For completeness here is the jmh
test code:
public class TopologyBenchMulti {
private static final String SCHEMA_REGISTRY_SCOPE = TopologyBenchMulti.class.getName();
private static final String MOCK_SCHEMA_REGISTRY_URL = "mock://" + SCHEMA_REGISTRY_SCOPE;
private static TopologyTestDriver testDriver;
@State(org.openjdk.jmh.annotations.Scope.Thread)

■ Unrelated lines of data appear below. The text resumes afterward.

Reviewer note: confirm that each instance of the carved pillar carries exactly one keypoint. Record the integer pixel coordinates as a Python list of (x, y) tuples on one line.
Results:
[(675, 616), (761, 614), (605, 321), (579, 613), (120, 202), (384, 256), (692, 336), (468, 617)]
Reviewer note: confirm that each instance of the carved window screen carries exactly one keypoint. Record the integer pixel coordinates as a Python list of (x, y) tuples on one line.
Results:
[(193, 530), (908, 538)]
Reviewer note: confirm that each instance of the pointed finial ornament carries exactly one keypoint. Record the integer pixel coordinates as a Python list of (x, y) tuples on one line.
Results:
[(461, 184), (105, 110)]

public static class MyState {
public TestInputTopic<String, Event> mainEventsTopic;
public TestInputTopic<String, Event> identifyTopic;
public Event regStartedEvent;
@Setup(Level.Trial)
public void setupState() {
Properties props = new Props().props;
props.put(StreamsConfig.APPLICATION_ID_CONFIG, "test");
props.put(StreamsConfig.BOOTSTRAP_SERVERS_CONFIG, "dummy:1234");
props.put(StreamsConfig.DEFAULT_KEY_SERDE_CLASS_CONFIG, Serdes.String().getClass().getName());
props.put(StreamsConfig.DEFAULT_VALUE_SERDE_CLASS_CONFIG, SpecificAvroSerde.class);
props.put("schema.registry.url", MOCK_SCHEMA_REGISTRY_URL);
// build the topology
Topology topology = EventTopologyMulti.topology().build();
// create a test driver. we will use this to pipe data to our topology
testDriver = new TopologyTestDriver(topology, props);
// create the avro value serde
Serde<Event> avroEventSerde = new SpecificAvroSerde<>();
Map<String, String> config = Map.of("schema.registry.url", MOCK_SCHEMA_REGISTRY_URL);
avroEventSerde.configure(config, false);
// create the test topics
mainEventsTopic =
testDriver.createInputTopic(
"event_ingestion", Serdes.String().serializer(), avroEventSerde.serializer());
identifyTopic =
testDriver.createInputTopic(
"identify_event", Serdes.String().serializer(), avroEventSerde.serializer());
Event identifyEvent =
Event.newBuilder()
.setId("foofie")
.setTimestamp(Instant.now())
.setEventName(EventName.Identify)
.setEvent(Identify.newBuilder().setUserId("userid-99").build())
.build();
identifyTopic.pipeInput("anonymous id", identifyEvent);
regStartedEvent =
Event.newBuilder()
.setId("goofie")
.setTimestamp(Instant.now())
.setEventName(EventName.RegistrationStarted)
.setEvent(
RegistrationStarted.newBuilder()
.setAuthenticationMethod(RegistrationMethod.email)
.build())
.build();
}
@TearDown(Level.Trial)
public void tearDown() {
testDriver.close();
}
}
@Benchmark
@BenchmarkMode(Mode.Throughput)
@OutputTimeUnit(TimeUnit.SECONDS)
public void benchmarkTopology(MyState state) {
state.mainEventsTopic.pipeInput("anonymous id", state.regStartedEvent);
}
}
And finally in my build.gradle
:
jmh {
iterations = 4
benchmarkMode = ['thrpt']
threads = 1
fork = 1
timeOnIteration = '3s'
resultFormat = 'TEXT'
profilers = []
warmupIterations = 3
warmup = '1s'
}
It's can't actually be this slow by just adding one join
on 1 table?? Is it TopologyTestDriver
is it me???
Losing hair over this thanks for any input!!!!